3.2 LOCUS DE PESQUISA
A pesquisa concentrou-se em cinco empresas, que foram selecionadas segundo o quadro 1, que elenca uma empresa por cada região do país. O critério adotado para a seleção destas empresas foi a quantidade de unidades consumidoras, eleitas as que possuem maior número na respectiva região.
3.3 TÉCNICAS DE COLETA DE DADOS
Esta pesquisa reuniu dados sobre a geração distribuída em fontes bibliográficas e documentais diversas. A pesquisa ocorreu em livros, artigos, periódicos, fontes de dados e documentos da ANEEL, fontes de dados e documentos do ONS, fontes de dados e documentos do Instituto Nacional de Pesquisa Espaciais (INPE) e fontes de dados e documentos das concessionárias de distribuição de energia elétrica.
Há uma relação a ser estudada e analisada nesta pesquisa entre o crescimento da tecnologia de GD e o faturamento das distribuidoras de energia elétrica. Foram coletados dados, no Atlas Brasileiro de Energia Solar do INPE, de valores de irradiação solar e horas de sol pleno (HSP), dados de tarifas de energia elétrica e dos relatórios de demonstrações financeiras nas respectivas concessionárias, além de dados percentuais da composição da MMGD por suas respectivas fontes no Anuário Estatístico de Energia Elétrica da EPE. Além destes, também foram utilizados dados do índice de preço ao consumidor amplo (IPCA) obtidos no Instituto Brasileiro de Geografia e Estatística (IBGE).
3.4 TÉCNICA DE ANÁLISE DE DADOS
Foi aplicado teste de coeficiente de correlação, por ser a técnica que se conforma com a abordagem e o método da pesquisa em pauta. Para o detalhamento da influência da MMGD fotovoltaica no faturamento das concessionárias de distribuição de energia elétrica, foram realizados cálculos, em planilha do software Microsoft Excel® e utilizado o software SPSS® (Statistical Package for Social Sciences), a fim de se obter uma estimativa de receita anual não faturada devido aos valores que passaram a deixar de ser recebidos no caixa das distribuidoras, quando o cliente se tornou também um produtor de energia elétrica.
Para estimar a geração de energia anual pela MMGD fotovoltaica (G) foi feita a multiplicação dos valores de potência dos sistemas instalados anualmente (PA), da HSP, da eficiência do sistema fotovoltaico (EF) e da quantidade de dias do ano.
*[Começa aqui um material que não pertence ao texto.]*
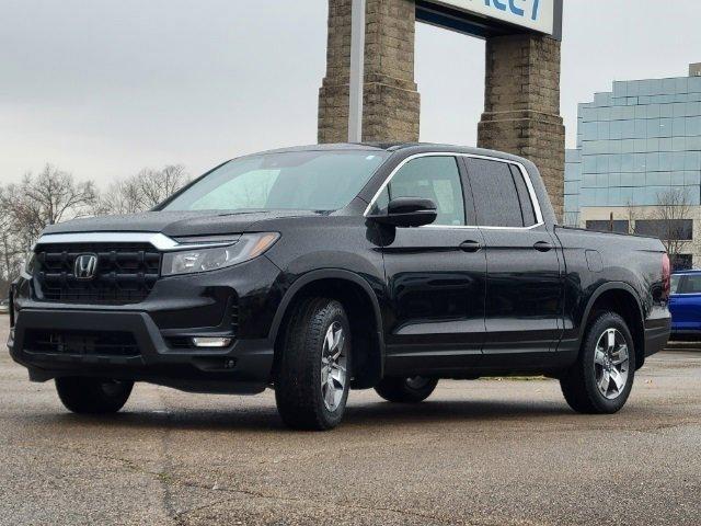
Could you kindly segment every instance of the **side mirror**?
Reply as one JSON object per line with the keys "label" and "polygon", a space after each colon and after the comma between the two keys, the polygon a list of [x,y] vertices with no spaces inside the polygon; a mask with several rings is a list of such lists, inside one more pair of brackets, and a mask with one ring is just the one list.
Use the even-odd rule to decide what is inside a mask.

Segundo Pinho & Galdino (2014), a definição de HSP é dada pelo número de horas de sol, em média diária, com uma intensidade de 1.000 W.m-2. É equivalente à energia total diária incidente sobre a superfície em kWh.m-2.
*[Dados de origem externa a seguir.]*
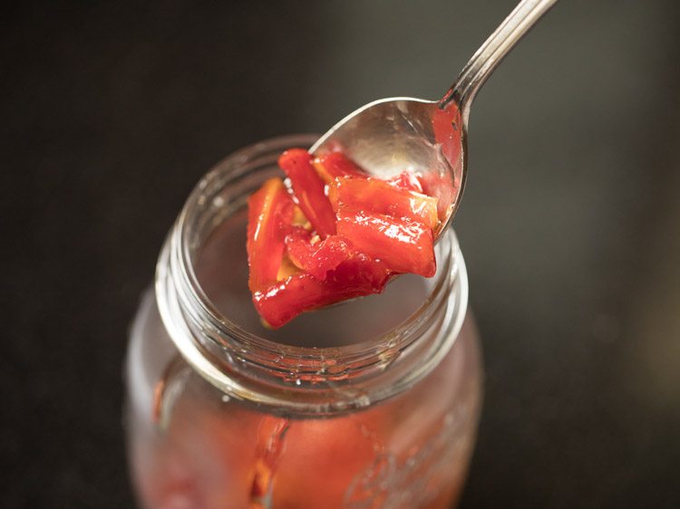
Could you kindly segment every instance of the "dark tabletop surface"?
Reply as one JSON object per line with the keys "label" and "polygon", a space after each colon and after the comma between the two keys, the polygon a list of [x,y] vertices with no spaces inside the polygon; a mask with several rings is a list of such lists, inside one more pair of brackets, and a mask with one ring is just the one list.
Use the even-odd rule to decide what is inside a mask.
{"label": "dark tabletop surface", "polygon": [[[439,96],[514,1],[11,4],[0,506],[131,507],[128,324],[193,184],[251,142]],[[463,508],[680,506],[679,16],[559,3],[473,108]]]}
G = PA x HSP x EF X 365 (1)
Os cálculos para estimar a receita anual não faturada da MMGD fotovoltaica (RANF), em Reais, foi realizado através da multiplicação dos valores de geração de energia e da tarifa (T) praticada em cada concessão. A equação utilizada foi:
RANF = G x T (2)
Com as estimativas das receitas anuais não faturadas, foi aplicada uma análise estatística através do coeficiente de correlação entre as variáveis receita anual não faturada com GD e a receita bruta.
4 ANÁLISE DOS DADOS E DISCUSSÃO DOS RESULTADOS
4.1 EXPANSÃO DA MMGD FOTOVOLTAICA
A tecnologia por radiação solar sob a aplicação do efeito fotoelétrico é majoritariamente utilizada nos projetos de MMGD, tanto no âmbito das cinco concessões, quanto no cenário nacional. O somatório das usinas que exploram as demais fontes de produção de energia elétrica que compõe a MMGD atingiu 0,06% em 2020, significando o seu menor patamar. Enquanto isso, as usinas fotovoltaicas (UFV), em trajetória inversa e ascendente, vem consolidando o seu protagonismo e sua relevância quanto ao desenvolvimento das soluções e projetos de geração distribuída.
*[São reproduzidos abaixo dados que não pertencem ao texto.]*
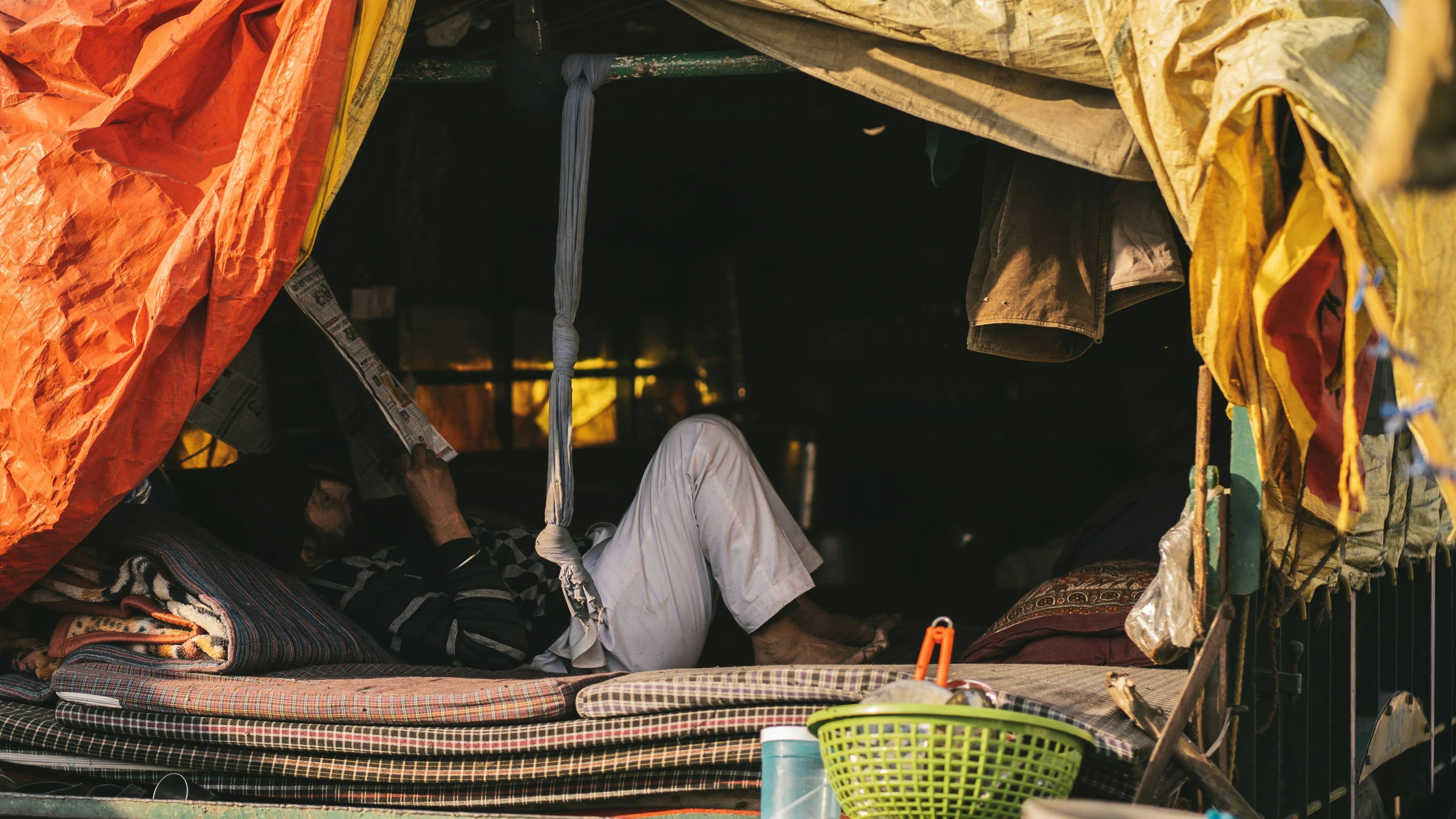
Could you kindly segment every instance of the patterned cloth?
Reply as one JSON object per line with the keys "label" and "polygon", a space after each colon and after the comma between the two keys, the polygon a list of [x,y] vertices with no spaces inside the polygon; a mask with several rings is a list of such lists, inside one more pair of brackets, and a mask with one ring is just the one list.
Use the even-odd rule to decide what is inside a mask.
{"label": "patterned cloth", "polygon": [[1156,563],[1107,560],[1053,578],[1026,592],[960,659],[1150,666],[1124,624],[1156,573]]}
{"label": "patterned cloth", "polygon": [[1105,560],[1075,569],[1031,589],[986,633],[1035,617],[1066,614],[1127,614],[1158,575],[1146,560]]}
{"label": "patterned cloth", "polygon": [[[217,612],[227,637],[224,659],[169,659],[124,646],[95,644],[70,652],[57,674],[79,662],[134,668],[173,668],[256,674],[317,663],[387,662],[374,640],[333,611],[301,580],[248,557],[192,521],[156,506],[112,509],[84,546],[122,554],[150,554],[172,578],[183,578],[197,601]],[[0,694],[33,700],[20,675],[0,678]],[[42,698],[50,690],[42,690]]]}
{"label": "patterned cloth", "polygon": [[858,703],[913,671],[882,665],[644,671],[587,688],[577,697],[577,711],[600,719],[731,706]]}
{"label": "patterned cloth", "polygon": [[757,736],[760,729],[769,726],[804,724],[817,710],[818,706],[773,706],[526,726],[405,727],[233,720],[61,703],[55,708],[55,719],[80,730],[204,745],[387,756],[463,756],[569,751],[664,739]]}
{"label": "patterned cloth", "polygon": [[339,724],[479,724],[571,717],[577,692],[612,676],[406,665],[220,676],[80,663],[57,671],[52,685],[63,700],[114,700],[115,707],[137,711]]}
{"label": "patterned cloth", "polygon": [[122,738],[67,727],[50,708],[0,703],[0,739],[44,751],[201,771],[367,783],[489,783],[696,765],[750,765],[759,738],[686,739],[483,758],[303,755]]}
{"label": "patterned cloth", "polygon": [[408,662],[515,668],[561,580],[526,528],[492,531],[476,514],[466,524],[472,537],[331,560],[306,582]]}
{"label": "patterned cloth", "polygon": [[[54,771],[83,772],[118,783],[140,783],[150,788],[160,771],[106,768],[106,761],[61,756],[45,751],[20,751],[33,758],[29,765]],[[6,755],[7,761],[10,755]],[[711,767],[668,771],[632,771],[596,777],[553,777],[507,783],[379,784],[246,777],[237,774],[188,772],[195,786],[234,800],[268,800],[312,804],[365,804],[405,807],[527,807],[534,804],[578,804],[642,796],[725,791],[745,803],[757,799],[759,767]]]}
A figuras 2 mostra, à luz das cinco concessionárias, a composição acumulada até 2020 da geração distribuída por quantidade de usinas e pela potência instalada.
Figura 2 – Composição acumulada, por quantidade, da MMGD até 2020.
Fonte: ANEEL (2022).
Segundo a EPE (2022), a demanda por eletricidade, nas últimas décadas, vem sendo crescente e acima do crescimento da economia nacional. O aumento da demanda na última década foi de 1,7%, o que representou 1,1% acima do PIB brasileiro. Embora a demanda nacional por eletricidade influencie no desenvolvimento da MMGD, o incremento na implantação de usinas, entre os anos de 2012 e 2020, foi de 328,47% ao ano em média, ou seja, bastante acima das taxas de crescimento da necessidade de energia elétrica. A incipiência da tecnologia e a criação de uma alternativa, até então inexistente, aos altos custos do consumo de energia elétrica praticados no Brasil, associados a uma série de outros incentivos e benefícios, são os principais responsáveis pela expansão da GD no país.
4.2 DIVERSIFICAÇÃO DA MATRIZ ELÉTRICA
A fonte fotovoltaica destacou-se como a principal tecnologia utilizada na geração de energia, dentro do cenário da MMGD, sendo responsável pelo atendimento de 90,42% da demanda até 2020. Embora em franca expansão, a GD, que até 2020 já reuniu mais de 400.000 sistemas, participou com apenas 0,8158% na matriz elétrica nacional. Este fato ocorreu devido à maioria dos projetos serem de pequeno porte. Participando, até 2020, em apenas 0,7376% da matriz elétrica nacional, a MMGD Fotovoltaica representou a grande maioria dos projetos, colocando-se como a fonte preferida do país, quando se trata de geração distribuída.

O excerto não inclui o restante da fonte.